There is a known issue with CCleaner Cloud if SSL Full inspection is enabled within Fortigate. Please find a solution below:
Issue
After enabling full SSL inspection on the normal outgoing traffic policy on Fortigate; CCleaner Cloud agents could not connect to the cloud service.
Information
For CCleaner Cloud to connect, it needs access to port 443, and port 8080. Additionally, it needs to be able to communicate with the following domains:
- ms4.agomo.com
- dl.ccleanercloud.com
- ms.agomo.com
- ms3.agomo.com
- ds.agomo.com
- www.agomo.com
- www.ccleanercloud.com
- speccy.piriform.com
- agomo.com
- ccleanercloud.com
- piriform.com
Resolution
- Create an address for each of the URLs provided. You can place the addresses into a group if you like.

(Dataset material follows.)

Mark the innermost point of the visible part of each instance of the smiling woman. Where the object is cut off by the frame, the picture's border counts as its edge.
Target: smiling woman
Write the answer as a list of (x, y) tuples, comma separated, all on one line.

- Then exempt those addresses in the SSL Inspection Profile that is being used for the Policy.
- Make a copy of the policy being used for normal outgoing traffic.
- Paste the copy above the normal outgoing traffic policy.
- Edit the copy and name it something like “Bypass SSL Inspection”.
- In the "Destination" field add the “SSL Full inspection exemption” list you created above.
- Remove all other addresses from the Destination field.
- Set the SSL Inspection profile to a profile that does not perform Full packet inspection. Click OK.
- Enable the policy.
- Now traffic that is destined for the URLs in the exemption group will not have the Full packet scan performed but all other traffic will continue to be fully inspected.